Install the A Foto Finder App
The default Android photo gallery is adequate for handling a few hundred photos, but if you have more than a thousand snapshots on your device, the A Foto Finder app can be indispensable for quickly finding individual photos and sets. Designed specifically for handling large collections, A Foto Finder provides several ways to quickly find desired photos. The folder picker allows you to view photos in a specific folder, while the powerful filtering feature makes it possible to find photos matching specific criteria like date and geographical coordinates. Speaking of geographical coordinates, A Foto Finder lets you view all geotagged photos on the OpenStreetMap-powered map. The app’s sorting functionality can come in handy for sorting photos by date, place, and name. And you can view individual photos and their EXIF metadata using the built-in viewer.
Install Scripting Layer for Android
Installing Scripting Layer for Android (SL4A) is not strictly necessary.
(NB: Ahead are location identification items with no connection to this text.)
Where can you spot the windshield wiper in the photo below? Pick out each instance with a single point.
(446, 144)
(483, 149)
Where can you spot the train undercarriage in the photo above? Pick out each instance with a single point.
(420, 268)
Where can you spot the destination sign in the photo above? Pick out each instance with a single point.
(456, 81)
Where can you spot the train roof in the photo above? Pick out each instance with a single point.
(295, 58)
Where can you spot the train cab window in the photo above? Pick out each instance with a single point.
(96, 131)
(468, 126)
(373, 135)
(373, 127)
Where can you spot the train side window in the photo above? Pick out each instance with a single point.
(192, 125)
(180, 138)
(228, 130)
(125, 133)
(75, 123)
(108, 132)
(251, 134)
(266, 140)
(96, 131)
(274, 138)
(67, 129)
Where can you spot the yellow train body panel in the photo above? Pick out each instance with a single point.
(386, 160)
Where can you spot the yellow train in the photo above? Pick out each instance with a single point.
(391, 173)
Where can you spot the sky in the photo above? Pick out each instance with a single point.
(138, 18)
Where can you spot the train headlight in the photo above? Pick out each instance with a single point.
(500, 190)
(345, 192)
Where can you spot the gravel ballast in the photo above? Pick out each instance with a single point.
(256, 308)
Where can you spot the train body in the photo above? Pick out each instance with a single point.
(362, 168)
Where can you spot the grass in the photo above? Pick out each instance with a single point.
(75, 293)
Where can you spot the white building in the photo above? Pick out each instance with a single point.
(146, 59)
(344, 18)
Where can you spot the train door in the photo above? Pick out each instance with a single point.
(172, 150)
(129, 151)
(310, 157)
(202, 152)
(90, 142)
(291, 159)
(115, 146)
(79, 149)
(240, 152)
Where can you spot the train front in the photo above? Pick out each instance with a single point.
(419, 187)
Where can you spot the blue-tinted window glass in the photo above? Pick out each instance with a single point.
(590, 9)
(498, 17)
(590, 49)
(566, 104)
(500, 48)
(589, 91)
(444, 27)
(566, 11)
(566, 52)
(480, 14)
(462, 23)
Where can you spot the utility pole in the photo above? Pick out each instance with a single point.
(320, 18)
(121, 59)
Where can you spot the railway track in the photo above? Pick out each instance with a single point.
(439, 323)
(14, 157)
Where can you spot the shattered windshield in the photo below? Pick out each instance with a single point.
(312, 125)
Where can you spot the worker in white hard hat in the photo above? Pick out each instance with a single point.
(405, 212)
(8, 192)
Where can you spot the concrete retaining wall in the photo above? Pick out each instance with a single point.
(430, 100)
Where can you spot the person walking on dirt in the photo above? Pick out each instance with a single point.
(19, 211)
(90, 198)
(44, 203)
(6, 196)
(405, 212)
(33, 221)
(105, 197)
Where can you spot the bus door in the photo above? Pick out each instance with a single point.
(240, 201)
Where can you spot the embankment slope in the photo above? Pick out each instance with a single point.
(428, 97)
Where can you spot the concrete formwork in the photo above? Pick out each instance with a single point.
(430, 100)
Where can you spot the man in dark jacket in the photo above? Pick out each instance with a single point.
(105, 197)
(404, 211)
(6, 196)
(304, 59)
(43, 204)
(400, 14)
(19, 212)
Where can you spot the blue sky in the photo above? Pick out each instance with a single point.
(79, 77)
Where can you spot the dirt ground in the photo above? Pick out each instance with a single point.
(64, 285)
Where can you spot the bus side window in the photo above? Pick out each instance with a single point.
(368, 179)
But adding scripting capabilities allows you to put the Android device to some creative photography-related uses. For example, a simple Python script can turn the Android device into a tool for timelapse photography. Originally maintained by a Google developer, the SL4A project has been dormant for some time, but other developers stepped in to keep the project alive. To install SL4A and Python for Android that work with the latest versions of Android, grab the latest APK releases from github.com/kuri65536/sl4a and github.com/kuri65536/python-for-android and install them on your Android device. To deploy a Python script, simply copy it to the sl4a/scripts directory on the Android device.